Intelligent industrial robots

ID: 3530
Course type: scientific and vocational
Course coordinator: Slavković R. Nikola
Lecturers: Slavković R. Nikola
Contact: Slavković R. Nikola
Level of studies: Ph.D. (Doctoral) studies – Mechanical Engineering
ECTS: 5
Final exam type: seminar works

Lectures

Goal

The student should acquire basic knowledge related to new methods and technics in industrial robots modelling, programming, sensors and intelligence.

Outcome

After completed this course the students should be able to: (1) Perceive the importance of industrial robot intelligence. (2) Apply actual methods, techniques, software and sensors to enhance industrial robot intelligence for given technological tasks. (3) Integrate different sensors (sensors fusion) to enhance industrial robot intelligence for given technological tasks.

Theoretical teaching

Modelling of serial, parallel and hybrid industrial robots. Redundant robots. Macro/micro and micro/nano robot structures. Advance basic robots' subsystems. Sensors fusion, vision systems and intelligence. Intelligent path planning. Programming and simulation. Complex industrial tasks and new fields of industrial robot applications.

Practical teaching

Laboratory exercises are related to the theme of the PhD thesis and include: sensors fusion, vision systems and intelligent path planning. Practical research in the field of industrial robot intelligence related to the theme of the PhD thesis. Writing seminar work in the field of industrial robot intelligence related to the theme of the PhD thesis.
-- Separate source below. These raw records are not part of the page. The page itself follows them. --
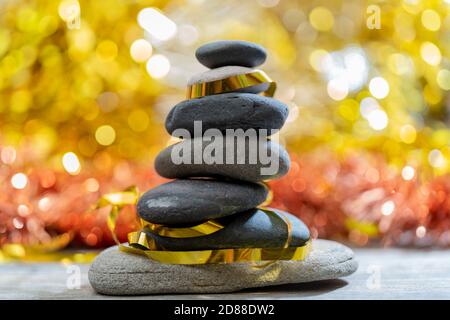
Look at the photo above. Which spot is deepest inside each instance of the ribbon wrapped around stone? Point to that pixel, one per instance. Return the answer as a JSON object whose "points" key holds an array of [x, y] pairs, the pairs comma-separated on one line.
{"points": [[232, 84]]}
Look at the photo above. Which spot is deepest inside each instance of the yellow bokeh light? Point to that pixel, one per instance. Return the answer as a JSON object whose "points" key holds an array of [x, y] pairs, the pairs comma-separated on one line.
{"points": [[105, 135], [430, 53], [378, 120], [71, 163], [138, 120], [321, 19], [69, 9], [431, 20], [408, 173], [19, 180], [107, 50], [141, 50], [408, 133], [443, 79], [316, 59], [436, 159], [379, 87], [337, 89], [158, 66]]}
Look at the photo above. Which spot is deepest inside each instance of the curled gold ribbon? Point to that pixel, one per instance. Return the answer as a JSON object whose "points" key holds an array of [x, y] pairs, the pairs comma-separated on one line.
{"points": [[204, 228], [232, 83], [140, 243], [250, 255]]}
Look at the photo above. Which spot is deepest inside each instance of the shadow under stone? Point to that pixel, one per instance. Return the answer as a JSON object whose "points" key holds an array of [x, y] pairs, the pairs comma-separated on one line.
{"points": [[308, 289]]}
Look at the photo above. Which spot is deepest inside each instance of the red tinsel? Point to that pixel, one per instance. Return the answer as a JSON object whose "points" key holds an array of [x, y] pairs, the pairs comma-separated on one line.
{"points": [[358, 198]]}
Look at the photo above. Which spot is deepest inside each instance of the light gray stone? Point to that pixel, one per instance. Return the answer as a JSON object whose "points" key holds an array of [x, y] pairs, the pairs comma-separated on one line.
{"points": [[231, 52], [209, 167], [188, 201], [225, 72], [117, 273]]}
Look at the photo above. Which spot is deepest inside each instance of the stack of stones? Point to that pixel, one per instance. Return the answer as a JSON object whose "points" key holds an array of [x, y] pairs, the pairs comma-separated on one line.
{"points": [[225, 192]]}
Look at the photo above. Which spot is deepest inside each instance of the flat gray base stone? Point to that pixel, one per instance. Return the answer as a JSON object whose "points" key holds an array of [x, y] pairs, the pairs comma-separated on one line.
{"points": [[117, 273]]}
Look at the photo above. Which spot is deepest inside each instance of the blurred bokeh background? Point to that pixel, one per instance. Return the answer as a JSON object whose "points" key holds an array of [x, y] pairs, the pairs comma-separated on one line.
{"points": [[85, 87]]}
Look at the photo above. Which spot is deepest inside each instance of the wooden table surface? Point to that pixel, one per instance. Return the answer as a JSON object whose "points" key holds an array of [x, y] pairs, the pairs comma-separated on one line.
{"points": [[382, 274]]}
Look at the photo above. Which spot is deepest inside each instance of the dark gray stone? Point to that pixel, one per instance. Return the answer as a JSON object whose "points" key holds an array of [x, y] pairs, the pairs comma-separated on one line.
{"points": [[208, 166], [118, 273], [228, 111], [231, 53], [255, 228], [192, 201]]}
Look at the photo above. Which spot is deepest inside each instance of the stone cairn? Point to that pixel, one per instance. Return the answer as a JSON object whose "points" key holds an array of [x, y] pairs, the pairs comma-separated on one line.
{"points": [[221, 197]]}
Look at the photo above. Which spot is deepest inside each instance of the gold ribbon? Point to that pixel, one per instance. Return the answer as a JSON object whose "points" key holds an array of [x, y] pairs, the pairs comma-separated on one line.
{"points": [[140, 243], [232, 83], [250, 255]]}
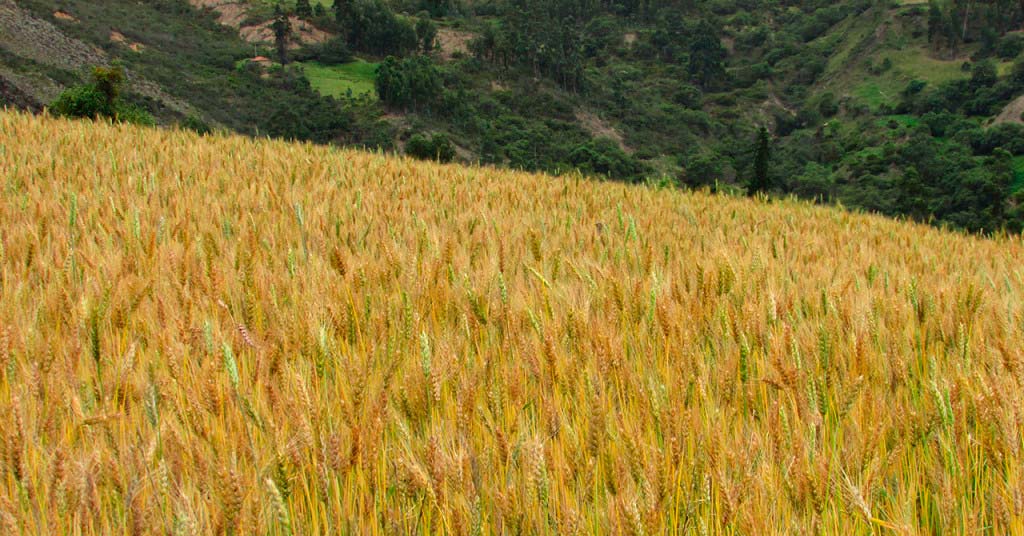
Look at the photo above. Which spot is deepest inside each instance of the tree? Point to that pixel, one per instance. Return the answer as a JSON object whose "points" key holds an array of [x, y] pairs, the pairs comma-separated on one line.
{"points": [[282, 31], [426, 33], [761, 181], [101, 98], [911, 197], [984, 74], [109, 81], [344, 14], [936, 22], [707, 55], [411, 83]]}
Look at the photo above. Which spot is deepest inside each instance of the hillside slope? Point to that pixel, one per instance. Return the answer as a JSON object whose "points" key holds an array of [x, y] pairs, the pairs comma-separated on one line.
{"points": [[211, 334]]}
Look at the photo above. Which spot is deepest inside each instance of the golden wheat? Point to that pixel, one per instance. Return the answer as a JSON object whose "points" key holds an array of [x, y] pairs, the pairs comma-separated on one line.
{"points": [[227, 335]]}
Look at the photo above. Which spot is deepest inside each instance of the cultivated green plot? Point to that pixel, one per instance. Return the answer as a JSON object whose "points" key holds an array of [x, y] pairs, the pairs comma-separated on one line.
{"points": [[337, 81]]}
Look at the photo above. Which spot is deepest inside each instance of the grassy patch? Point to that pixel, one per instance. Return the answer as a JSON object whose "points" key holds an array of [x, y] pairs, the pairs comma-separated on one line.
{"points": [[338, 80]]}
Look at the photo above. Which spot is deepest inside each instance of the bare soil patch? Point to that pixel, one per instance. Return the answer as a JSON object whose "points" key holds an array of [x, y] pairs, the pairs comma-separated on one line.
{"points": [[65, 15], [1012, 114], [303, 33], [600, 128]]}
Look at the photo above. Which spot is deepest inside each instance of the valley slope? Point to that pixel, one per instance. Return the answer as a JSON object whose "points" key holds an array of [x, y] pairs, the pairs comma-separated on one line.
{"points": [[218, 334]]}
Publication of research paper.

Attendance requirement

Undergraduate or Master course in the field of Industrial robotics.

Resources

Laboratory for Industrial robotics and artificial intelligence (Robotics & AI) with 5 industrial robots, software for simulation and programming Workspace5. Center for parallel kinematic machines (CeMPK) with two parallel kinematic machine tools and DELTA robot.

Assigned hours

Total assigned hours: 65

Active teaching (theoretical)

New material: 30
Elaboration and examples (recapitulation): 20

Active teaching (practical)

Auditory exercises: 0
Laboratory exercises: 0
Calculation tasks: 0
Seminar paper: 0
Project: 0
Consultations: 0
Discussion/workshop: 0
Research study work: 0

Knowledge test

Review and grading of calculation tasks: 0
Review and grading of lab reports: 0
Review and grading of seminar papers: 10
Review and grading of the project: 0
Test: 0
Test: 0
Final exam: 5

Knowledge test (100 points total)

Activity during lectures: 0
Test/test: 0
Laboratory practice: 0
Calculation tasks: 0
Seminar paper: 70
Project: 0
Final exam: 30
Requirement for taking the exam (required number of points): 35

Literature

Sciavicco L., Siciliano B., Мodelling and control of robot manipulators, Springer London, ISBN 978-1-85233-221-1, 2000.; Onwubolu G.C., Mechatronics, principles and applications, Elsevier, ISBN 9780080492902, 2005.; Tsai L.W., Robot analysis: The Mechanics of Serial and Parallel Manipulators, John Wiley & Sons, ISBN 978-0-471-32593-2, 1999.; Niku S.B., Introduction to Robotics, Analysis, Systems, Applications, Prentice Hall, ISBN 9780130613097, 2001.; Fu K.S., Gonzales R.C., Lee C.S.G., Robotics: Control, Sensing, Vision, and Intelligence, McGraw-Hill, New York, ISBN 9780070226258, 1987.